Non è solo il trattamento di questi bambini durante l’interrogatorio che dovrebbe sollevare domande. Pur essendo a soli 16 anni, Ali è stato processato come un adulto in tribunale militare israeliano, mentre gli illegali coloni israeliani in Cisgiordania sono soggetti al diritto civile israeliano, i palestinesi che vivono nella stessa area sono soggetti a rigorosa legge militare israeliana. Secondo questa legge, i giovani palestinesi possono essere condannati fino a un massimo di 20 anni di carcere per aver lanciato pietre contro i veicoli. Venti anni di carcere per lancio di pietre sarebbero considerati una dura condanna anche in alcuni dei regimi più severi del mondo, ma questo caso stabilisce un precedente ancora più pericoloso: i tribunali israeliani accusano i cinque ragazzi non di lancio di sassi, ma di tentato omicidio.

Se la sentenza  passa, questo caso potrebbe costituire un precedente giuridico che permetta all’esercito israeliano di indagare qualsiasi giovane palestinese per tentato omicidio per episodi di lancio di sassi. Mentre le prove contro i ragazzi sono deboli come non mai (e decisamente illegale nel peggiore dei casi), le statistiche sui tassi di condanna nei tribunali militari israeliani non fanno ben sperare per i ragazzi. Secondo un documento interno dell’IOF del 2010, il sistema giudiziario militare che processa giovani palestinesi ha un tasso di condanne del 99,7% (nel 2010, questo significava solo 25 assoluzioni piene su 9.542 casi).
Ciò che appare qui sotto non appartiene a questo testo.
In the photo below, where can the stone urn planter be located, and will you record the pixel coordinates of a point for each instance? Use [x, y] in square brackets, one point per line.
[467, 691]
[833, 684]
Queste statistiche sono molto preoccupanti e chiariscono la discriminazione insita nel sistema giudiziario israeliano se confrontato con le statistiche simili su attacchi dei coloni contro i palestinesi. Nel 2011 il  rapporto dell’OCHA ha rivelato che oltre il 90% dei reclami monitorati per violenza dei coloni presentata dai palestinesi con la polizia israeliana sono stati chiusi senza accusa.

Con i tassi di condanna di quasi il 100%, le denunce di tortura contro i bambini, e la discriminazione sistematica contro i palestinesi, è giunto il momento che Israele sia tenuto a rendere conto per le violazioni del diritto internazionale endemica alla suo sistema di detenzione militare e giudiziaria.

Per ora, Ali dovrà aspettare fino al 25 luglio per comparire in tribunale di nuovo, non sapendo se egli trascorrerà il resto della sua vita dietro le sbarre. Questo caso ha finora ricevuto scarsa attenzione dai media. Ma per quelli di noi che rispettano il giusto processo e i diritti umani, è il momento di parlare.

Addameer, IWPS e Defence for Children International stanno lavorando con gli avvocati di Ali in questo caso.